銀魂忍法帖



此処はとある山の奥の奥。
忍びの隠里として有名なこの里で、僕らは毎日修行に励みつつものんびり暮らしているのです。

まぁ、忍びって言ったって戦争でも無ければそんなに活躍する場も無く、御屋形様率いる真選組という一部のエリート達が忙しく任務に着いているだけなんですがね。僕みたいな下忍じゃぁ家出した猫の捜索とか迷子の犬の捜索とか畑の手伝いとか家事手伝いとかしか任務なんて無いんですけどね…
でも本当なら、僕の所属するチームは本気出せばもっと上級任務につける筈なのに…
上司の銀さんは伝説の忍だし?
同僚の神楽ちゃんはエリート一家『夜兎』の末娘だし?
でも、僕だけ術もへたっぴだし大技も持ってないし…だから2人は上級任務は受けないんだと思う。
…まぁ、ぐうたらな2人の事だから、面倒だってのが理由の大半なんだろうけどね…

そんな感じで簡単な任務しか受けないから当然お給料も少なくて。
畳み掛けるように僕の姉上はくの一なのにくの一らしい仕事(色事を使う潜入とかね)は出来ないから、当然任務も少なくて…
だから僕ら姉弟2人、忍にも関わらず、バイトをしてなんとか細々と生活を繋いでいるのです。

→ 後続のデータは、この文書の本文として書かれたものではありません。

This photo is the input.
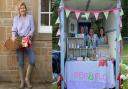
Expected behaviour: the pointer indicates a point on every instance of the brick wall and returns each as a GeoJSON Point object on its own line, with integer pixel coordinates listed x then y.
{"type": "Point", "coordinates": [42, 45]}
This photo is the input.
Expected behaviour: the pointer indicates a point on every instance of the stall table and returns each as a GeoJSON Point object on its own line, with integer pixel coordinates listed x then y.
{"type": "Point", "coordinates": [89, 75]}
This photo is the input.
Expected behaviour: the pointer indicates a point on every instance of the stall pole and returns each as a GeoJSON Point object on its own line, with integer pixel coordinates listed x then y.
{"type": "Point", "coordinates": [62, 37]}
{"type": "Point", "coordinates": [117, 43]}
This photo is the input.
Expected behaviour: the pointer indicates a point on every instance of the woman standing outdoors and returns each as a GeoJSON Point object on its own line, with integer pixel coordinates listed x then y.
{"type": "Point", "coordinates": [23, 26]}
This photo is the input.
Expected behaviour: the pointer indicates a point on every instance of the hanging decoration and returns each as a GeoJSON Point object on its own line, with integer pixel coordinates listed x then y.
{"type": "Point", "coordinates": [77, 14]}
{"type": "Point", "coordinates": [96, 15]}
{"type": "Point", "coordinates": [95, 12]}
{"type": "Point", "coordinates": [87, 15]}
{"type": "Point", "coordinates": [67, 13]}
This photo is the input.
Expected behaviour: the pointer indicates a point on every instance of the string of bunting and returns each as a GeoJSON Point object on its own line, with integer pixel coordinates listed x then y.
{"type": "Point", "coordinates": [87, 13]}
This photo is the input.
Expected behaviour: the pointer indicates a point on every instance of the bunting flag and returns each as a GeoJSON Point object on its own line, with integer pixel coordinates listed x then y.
{"type": "Point", "coordinates": [121, 12]}
{"type": "Point", "coordinates": [77, 14]}
{"type": "Point", "coordinates": [57, 21]}
{"type": "Point", "coordinates": [95, 12]}
{"type": "Point", "coordinates": [67, 12]}
{"type": "Point", "coordinates": [106, 14]}
{"type": "Point", "coordinates": [96, 15]}
{"type": "Point", "coordinates": [87, 15]}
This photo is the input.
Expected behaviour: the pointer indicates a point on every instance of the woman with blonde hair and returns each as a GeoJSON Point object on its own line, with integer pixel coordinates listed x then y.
{"type": "Point", "coordinates": [23, 27]}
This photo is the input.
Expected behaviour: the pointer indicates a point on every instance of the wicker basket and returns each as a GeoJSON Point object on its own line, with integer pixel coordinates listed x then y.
{"type": "Point", "coordinates": [13, 45]}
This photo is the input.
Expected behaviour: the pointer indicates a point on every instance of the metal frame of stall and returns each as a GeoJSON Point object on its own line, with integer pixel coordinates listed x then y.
{"type": "Point", "coordinates": [62, 37]}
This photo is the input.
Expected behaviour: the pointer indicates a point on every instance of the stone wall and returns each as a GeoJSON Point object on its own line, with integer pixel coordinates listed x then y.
{"type": "Point", "coordinates": [42, 44]}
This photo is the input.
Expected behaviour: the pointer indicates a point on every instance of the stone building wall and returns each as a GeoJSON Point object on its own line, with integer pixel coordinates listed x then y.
{"type": "Point", "coordinates": [42, 44]}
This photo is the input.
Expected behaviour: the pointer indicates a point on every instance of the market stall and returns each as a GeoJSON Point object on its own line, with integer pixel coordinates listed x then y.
{"type": "Point", "coordinates": [84, 56]}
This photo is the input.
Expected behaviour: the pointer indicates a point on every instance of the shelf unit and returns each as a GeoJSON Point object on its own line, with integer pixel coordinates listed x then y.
{"type": "Point", "coordinates": [76, 48]}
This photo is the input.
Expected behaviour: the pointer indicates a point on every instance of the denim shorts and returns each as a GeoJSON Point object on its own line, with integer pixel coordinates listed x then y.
{"type": "Point", "coordinates": [21, 53]}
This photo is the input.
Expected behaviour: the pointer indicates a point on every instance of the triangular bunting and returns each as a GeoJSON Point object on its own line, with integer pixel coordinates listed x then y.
{"type": "Point", "coordinates": [121, 12]}
{"type": "Point", "coordinates": [96, 15]}
{"type": "Point", "coordinates": [106, 14]}
{"type": "Point", "coordinates": [58, 20]}
{"type": "Point", "coordinates": [87, 15]}
{"type": "Point", "coordinates": [115, 11]}
{"type": "Point", "coordinates": [77, 14]}
{"type": "Point", "coordinates": [67, 12]}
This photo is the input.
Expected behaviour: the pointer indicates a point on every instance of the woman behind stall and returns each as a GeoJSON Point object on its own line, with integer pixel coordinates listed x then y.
{"type": "Point", "coordinates": [102, 38]}
{"type": "Point", "coordinates": [92, 39]}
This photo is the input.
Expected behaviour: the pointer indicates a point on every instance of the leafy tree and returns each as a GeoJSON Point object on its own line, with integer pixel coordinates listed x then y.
{"type": "Point", "coordinates": [125, 18]}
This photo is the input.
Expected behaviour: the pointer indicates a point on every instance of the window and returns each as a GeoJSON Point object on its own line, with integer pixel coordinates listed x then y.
{"type": "Point", "coordinates": [44, 19]}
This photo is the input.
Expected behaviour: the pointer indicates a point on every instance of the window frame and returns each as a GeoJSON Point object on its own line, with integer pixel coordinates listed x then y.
{"type": "Point", "coordinates": [46, 28]}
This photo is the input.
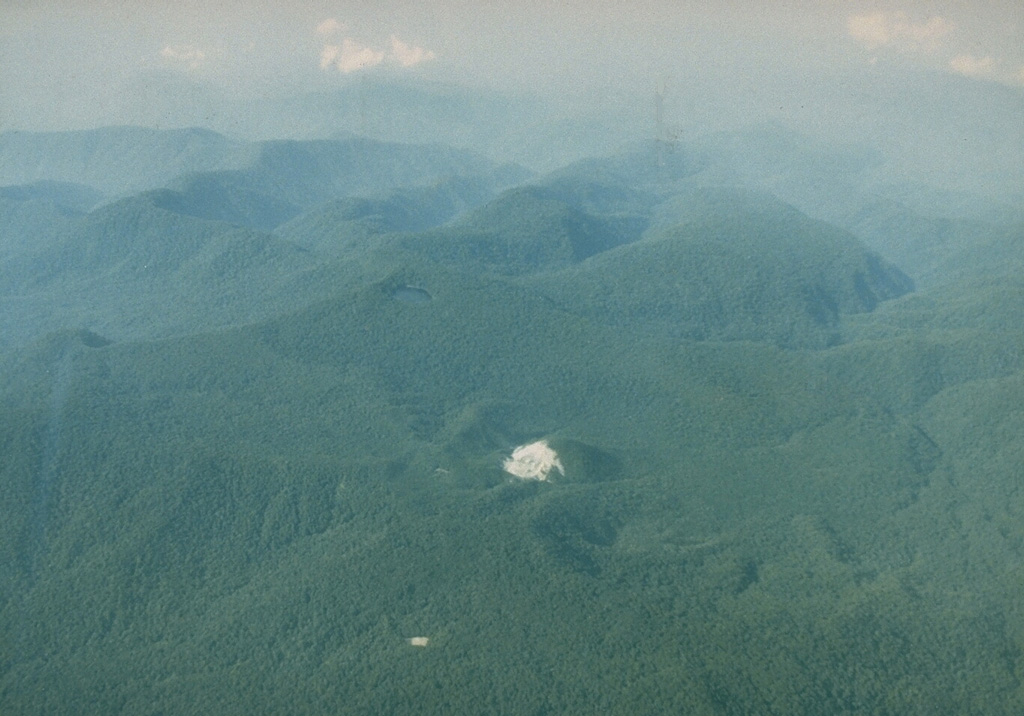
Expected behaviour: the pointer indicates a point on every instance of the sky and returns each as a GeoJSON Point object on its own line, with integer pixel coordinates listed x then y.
{"type": "Point", "coordinates": [73, 64]}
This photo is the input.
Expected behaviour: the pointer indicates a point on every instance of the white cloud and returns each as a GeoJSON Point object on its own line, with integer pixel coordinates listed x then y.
{"type": "Point", "coordinates": [349, 56]}
{"type": "Point", "coordinates": [183, 55]}
{"type": "Point", "coordinates": [408, 55]}
{"type": "Point", "coordinates": [969, 66]}
{"type": "Point", "coordinates": [896, 30]}
{"type": "Point", "coordinates": [330, 27]}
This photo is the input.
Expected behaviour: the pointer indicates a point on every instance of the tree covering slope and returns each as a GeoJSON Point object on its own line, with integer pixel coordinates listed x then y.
{"type": "Point", "coordinates": [792, 483]}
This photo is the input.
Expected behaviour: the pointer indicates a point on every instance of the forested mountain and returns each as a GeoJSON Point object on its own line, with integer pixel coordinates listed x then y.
{"type": "Point", "coordinates": [256, 399]}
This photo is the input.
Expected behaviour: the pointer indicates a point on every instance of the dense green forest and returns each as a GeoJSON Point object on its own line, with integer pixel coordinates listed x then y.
{"type": "Point", "coordinates": [255, 401]}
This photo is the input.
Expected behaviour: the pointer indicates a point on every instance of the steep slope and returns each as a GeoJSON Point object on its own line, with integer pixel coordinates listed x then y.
{"type": "Point", "coordinates": [734, 267]}
{"type": "Point", "coordinates": [132, 269]}
{"type": "Point", "coordinates": [525, 229]}
{"type": "Point", "coordinates": [240, 515]}
{"type": "Point", "coordinates": [115, 160]}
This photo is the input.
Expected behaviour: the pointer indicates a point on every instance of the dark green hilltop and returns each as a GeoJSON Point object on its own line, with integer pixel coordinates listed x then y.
{"type": "Point", "coordinates": [255, 401]}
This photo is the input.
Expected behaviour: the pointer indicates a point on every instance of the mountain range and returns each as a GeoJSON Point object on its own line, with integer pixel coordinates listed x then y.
{"type": "Point", "coordinates": [256, 398]}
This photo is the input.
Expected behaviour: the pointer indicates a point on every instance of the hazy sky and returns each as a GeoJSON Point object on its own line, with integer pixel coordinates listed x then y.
{"type": "Point", "coordinates": [72, 62]}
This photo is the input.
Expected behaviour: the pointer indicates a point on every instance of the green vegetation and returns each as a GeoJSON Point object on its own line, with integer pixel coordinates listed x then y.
{"type": "Point", "coordinates": [792, 487]}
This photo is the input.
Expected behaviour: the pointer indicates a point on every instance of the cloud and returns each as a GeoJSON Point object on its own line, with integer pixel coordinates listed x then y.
{"type": "Point", "coordinates": [330, 27]}
{"type": "Point", "coordinates": [895, 30]}
{"type": "Point", "coordinates": [183, 55]}
{"type": "Point", "coordinates": [408, 55]}
{"type": "Point", "coordinates": [349, 56]}
{"type": "Point", "coordinates": [969, 66]}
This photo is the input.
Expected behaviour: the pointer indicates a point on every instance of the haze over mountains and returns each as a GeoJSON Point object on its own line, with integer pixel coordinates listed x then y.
{"type": "Point", "coordinates": [260, 370]}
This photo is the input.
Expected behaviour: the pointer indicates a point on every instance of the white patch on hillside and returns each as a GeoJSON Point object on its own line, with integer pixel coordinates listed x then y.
{"type": "Point", "coordinates": [534, 461]}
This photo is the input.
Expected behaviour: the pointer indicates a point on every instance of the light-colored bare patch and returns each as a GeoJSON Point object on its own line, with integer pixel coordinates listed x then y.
{"type": "Point", "coordinates": [534, 461]}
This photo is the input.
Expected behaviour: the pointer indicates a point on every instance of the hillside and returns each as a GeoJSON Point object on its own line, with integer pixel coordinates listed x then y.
{"type": "Point", "coordinates": [254, 422]}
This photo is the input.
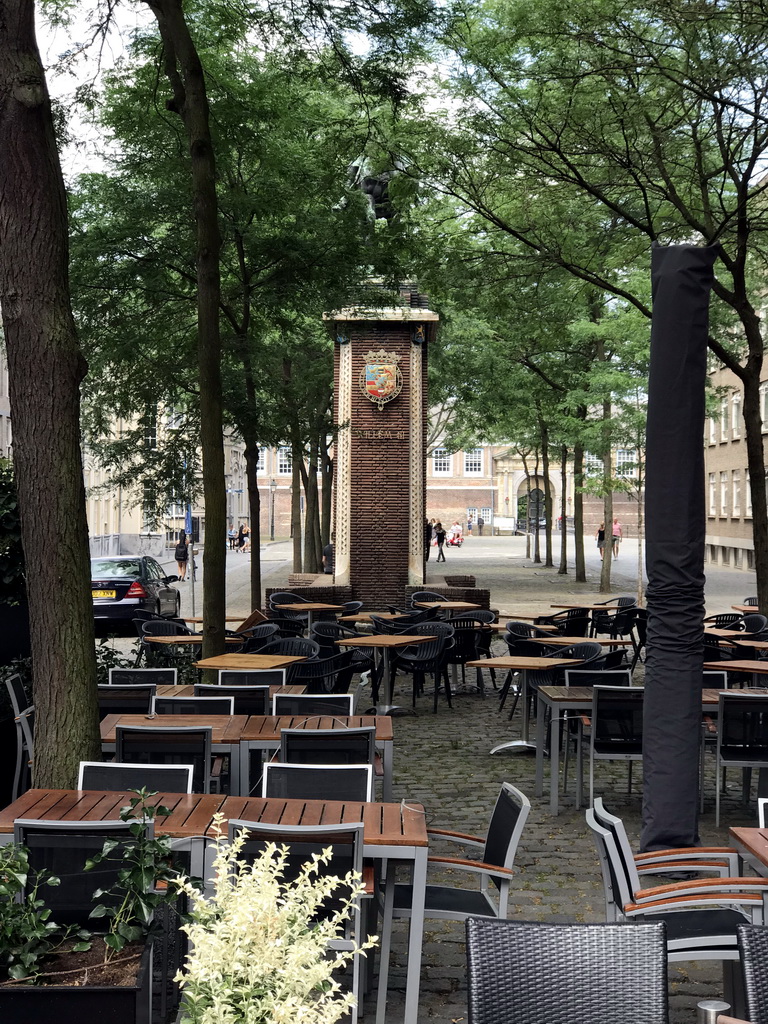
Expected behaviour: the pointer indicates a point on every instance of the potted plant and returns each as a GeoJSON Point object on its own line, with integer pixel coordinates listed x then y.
{"type": "Point", "coordinates": [48, 970]}
{"type": "Point", "coordinates": [258, 948]}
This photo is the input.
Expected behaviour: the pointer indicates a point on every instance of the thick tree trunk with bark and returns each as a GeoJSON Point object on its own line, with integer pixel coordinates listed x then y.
{"type": "Point", "coordinates": [45, 367]}
{"type": "Point", "coordinates": [563, 568]}
{"type": "Point", "coordinates": [184, 71]}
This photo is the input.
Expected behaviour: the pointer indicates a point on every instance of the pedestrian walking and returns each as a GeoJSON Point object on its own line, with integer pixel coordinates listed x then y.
{"type": "Point", "coordinates": [181, 554]}
{"type": "Point", "coordinates": [440, 536]}
{"type": "Point", "coordinates": [617, 536]}
{"type": "Point", "coordinates": [600, 536]}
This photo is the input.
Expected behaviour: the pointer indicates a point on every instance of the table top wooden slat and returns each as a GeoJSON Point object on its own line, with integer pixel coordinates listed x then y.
{"type": "Point", "coordinates": [384, 640]}
{"type": "Point", "coordinates": [268, 727]}
{"type": "Point", "coordinates": [253, 662]}
{"type": "Point", "coordinates": [192, 814]}
{"type": "Point", "coordinates": [224, 728]}
{"type": "Point", "coordinates": [524, 663]}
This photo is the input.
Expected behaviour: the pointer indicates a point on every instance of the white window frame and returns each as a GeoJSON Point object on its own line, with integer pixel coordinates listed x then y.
{"type": "Point", "coordinates": [736, 414]}
{"type": "Point", "coordinates": [736, 493]}
{"type": "Point", "coordinates": [441, 463]}
{"type": "Point", "coordinates": [473, 458]}
{"type": "Point", "coordinates": [592, 465]}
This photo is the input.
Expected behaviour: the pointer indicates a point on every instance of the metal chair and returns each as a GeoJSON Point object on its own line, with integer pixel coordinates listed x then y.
{"type": "Point", "coordinates": [112, 776]}
{"type": "Point", "coordinates": [530, 973]}
{"type": "Point", "coordinates": [742, 738]}
{"type": "Point", "coordinates": [301, 781]}
{"type": "Point", "coordinates": [140, 677]}
{"type": "Point", "coordinates": [616, 728]}
{"type": "Point", "coordinates": [174, 745]}
{"type": "Point", "coordinates": [312, 704]}
{"type": "Point", "coordinates": [219, 705]}
{"type": "Point", "coordinates": [62, 848]}
{"type": "Point", "coordinates": [753, 945]}
{"type": "Point", "coordinates": [134, 699]}
{"type": "Point", "coordinates": [246, 699]}
{"type": "Point", "coordinates": [495, 869]}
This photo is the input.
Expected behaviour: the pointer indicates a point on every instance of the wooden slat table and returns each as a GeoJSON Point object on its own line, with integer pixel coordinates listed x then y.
{"type": "Point", "coordinates": [262, 733]}
{"type": "Point", "coordinates": [225, 733]}
{"type": "Point", "coordinates": [385, 642]}
{"type": "Point", "coordinates": [249, 662]}
{"type": "Point", "coordinates": [391, 832]}
{"type": "Point", "coordinates": [523, 666]}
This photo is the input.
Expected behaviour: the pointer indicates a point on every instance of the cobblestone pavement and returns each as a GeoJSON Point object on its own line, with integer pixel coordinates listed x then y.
{"type": "Point", "coordinates": [442, 761]}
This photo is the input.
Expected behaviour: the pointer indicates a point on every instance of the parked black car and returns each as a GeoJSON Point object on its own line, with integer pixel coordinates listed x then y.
{"type": "Point", "coordinates": [123, 584]}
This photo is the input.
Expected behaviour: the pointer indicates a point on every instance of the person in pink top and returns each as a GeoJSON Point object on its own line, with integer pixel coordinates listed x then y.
{"type": "Point", "coordinates": [617, 535]}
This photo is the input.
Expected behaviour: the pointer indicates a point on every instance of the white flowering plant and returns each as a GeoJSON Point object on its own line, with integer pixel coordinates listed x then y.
{"type": "Point", "coordinates": [258, 945]}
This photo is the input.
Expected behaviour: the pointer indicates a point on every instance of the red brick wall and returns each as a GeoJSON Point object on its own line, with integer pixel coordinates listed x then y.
{"type": "Point", "coordinates": [379, 479]}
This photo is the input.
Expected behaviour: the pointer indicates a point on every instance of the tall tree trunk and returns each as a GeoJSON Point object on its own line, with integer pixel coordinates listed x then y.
{"type": "Point", "coordinates": [544, 428]}
{"type": "Point", "coordinates": [254, 507]}
{"type": "Point", "coordinates": [297, 463]}
{"type": "Point", "coordinates": [45, 368]}
{"type": "Point", "coordinates": [184, 71]}
{"type": "Point", "coordinates": [563, 569]}
{"type": "Point", "coordinates": [581, 565]}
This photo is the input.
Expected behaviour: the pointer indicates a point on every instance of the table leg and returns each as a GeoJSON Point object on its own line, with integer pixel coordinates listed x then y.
{"type": "Point", "coordinates": [523, 745]}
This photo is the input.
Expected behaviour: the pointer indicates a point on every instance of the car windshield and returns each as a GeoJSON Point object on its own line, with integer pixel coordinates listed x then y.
{"type": "Point", "coordinates": [114, 567]}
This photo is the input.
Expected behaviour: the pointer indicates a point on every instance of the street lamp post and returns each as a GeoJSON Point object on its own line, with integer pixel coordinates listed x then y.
{"type": "Point", "coordinates": [272, 488]}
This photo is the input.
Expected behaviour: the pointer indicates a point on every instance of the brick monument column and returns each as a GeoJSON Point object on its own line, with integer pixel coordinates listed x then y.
{"type": "Point", "coordinates": [380, 407]}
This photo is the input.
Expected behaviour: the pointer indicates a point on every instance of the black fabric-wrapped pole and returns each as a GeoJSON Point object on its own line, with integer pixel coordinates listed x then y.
{"type": "Point", "coordinates": [682, 279]}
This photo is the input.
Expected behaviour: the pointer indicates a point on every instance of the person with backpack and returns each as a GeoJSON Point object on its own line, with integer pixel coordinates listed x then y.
{"type": "Point", "coordinates": [181, 555]}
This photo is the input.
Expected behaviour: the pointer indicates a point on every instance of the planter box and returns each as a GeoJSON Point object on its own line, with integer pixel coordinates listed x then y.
{"type": "Point", "coordinates": [85, 1004]}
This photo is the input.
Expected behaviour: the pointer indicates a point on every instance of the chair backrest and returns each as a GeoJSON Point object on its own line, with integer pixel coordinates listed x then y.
{"type": "Point", "coordinates": [219, 705]}
{"type": "Point", "coordinates": [753, 947]}
{"type": "Point", "coordinates": [301, 781]}
{"type": "Point", "coordinates": [252, 677]}
{"type": "Point", "coordinates": [609, 973]}
{"type": "Point", "coordinates": [330, 747]}
{"type": "Point", "coordinates": [298, 646]}
{"type": "Point", "coordinates": [622, 842]}
{"type": "Point", "coordinates": [505, 828]}
{"type": "Point", "coordinates": [617, 721]}
{"type": "Point", "coordinates": [303, 843]}
{"type": "Point", "coordinates": [140, 677]}
{"type": "Point", "coordinates": [312, 704]}
{"type": "Point", "coordinates": [246, 699]}
{"type": "Point", "coordinates": [598, 677]}
{"type": "Point", "coordinates": [713, 680]}
{"type": "Point", "coordinates": [17, 694]}
{"type": "Point", "coordinates": [742, 727]}
{"type": "Point", "coordinates": [617, 886]}
{"type": "Point", "coordinates": [62, 848]}
{"type": "Point", "coordinates": [754, 623]}
{"type": "Point", "coordinates": [135, 699]}
{"type": "Point", "coordinates": [115, 777]}
{"type": "Point", "coordinates": [172, 745]}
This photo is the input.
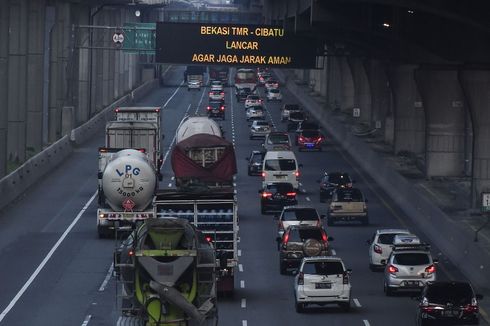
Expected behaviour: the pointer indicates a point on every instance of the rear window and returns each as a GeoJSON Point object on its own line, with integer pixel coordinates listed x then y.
{"type": "Point", "coordinates": [411, 259]}
{"type": "Point", "coordinates": [278, 139]}
{"type": "Point", "coordinates": [280, 165]}
{"type": "Point", "coordinates": [454, 293]}
{"type": "Point", "coordinates": [323, 268]}
{"type": "Point", "coordinates": [349, 195]}
{"type": "Point", "coordinates": [301, 214]}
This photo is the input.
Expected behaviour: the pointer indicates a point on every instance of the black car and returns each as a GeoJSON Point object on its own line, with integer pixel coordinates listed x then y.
{"type": "Point", "coordinates": [255, 163]}
{"type": "Point", "coordinates": [331, 181]}
{"type": "Point", "coordinates": [216, 109]}
{"type": "Point", "coordinates": [448, 302]}
{"type": "Point", "coordinates": [300, 241]}
{"type": "Point", "coordinates": [295, 118]}
{"type": "Point", "coordinates": [274, 196]}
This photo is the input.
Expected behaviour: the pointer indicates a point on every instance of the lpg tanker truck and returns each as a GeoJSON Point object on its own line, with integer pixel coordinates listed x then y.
{"type": "Point", "coordinates": [165, 272]}
{"type": "Point", "coordinates": [127, 184]}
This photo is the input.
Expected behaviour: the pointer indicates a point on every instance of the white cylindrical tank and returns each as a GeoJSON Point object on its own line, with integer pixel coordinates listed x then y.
{"type": "Point", "coordinates": [129, 181]}
{"type": "Point", "coordinates": [197, 125]}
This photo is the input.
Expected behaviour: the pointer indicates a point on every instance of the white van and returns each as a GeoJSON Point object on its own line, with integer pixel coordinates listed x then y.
{"type": "Point", "coordinates": [280, 166]}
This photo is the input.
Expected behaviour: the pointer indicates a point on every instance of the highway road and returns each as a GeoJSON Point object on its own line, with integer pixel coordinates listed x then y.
{"type": "Point", "coordinates": [55, 271]}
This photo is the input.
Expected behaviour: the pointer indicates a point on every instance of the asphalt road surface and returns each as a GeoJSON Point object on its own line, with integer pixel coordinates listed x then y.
{"type": "Point", "coordinates": [55, 270]}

そんなある日、真選組の幹部という人が僕に身入りの良いバイトの話を持ってきてくれたらしい。
姉上の話では、姉上がバイトしているキャバクラのお客さんだというその人は、ドコが良かったのか姉上に御執心で、どこぞの場で御屋形様に僕達姉弟の話をした所、御屋形様が僕に仕事を紹介してくれるのだという。

凄い…流石御屋形様!
僕も遠くから拝見した事しかない方だけれども、とても見目麗しくたおやかな方なんだ。
その上聡明で、的確な判断が何度仲間の命を救ったか分からないのだそうだ。
更に術の使い手で大技も多数持っており、武器の扱いにまで長けている。一騎当千どころか当万当億な方なのだ。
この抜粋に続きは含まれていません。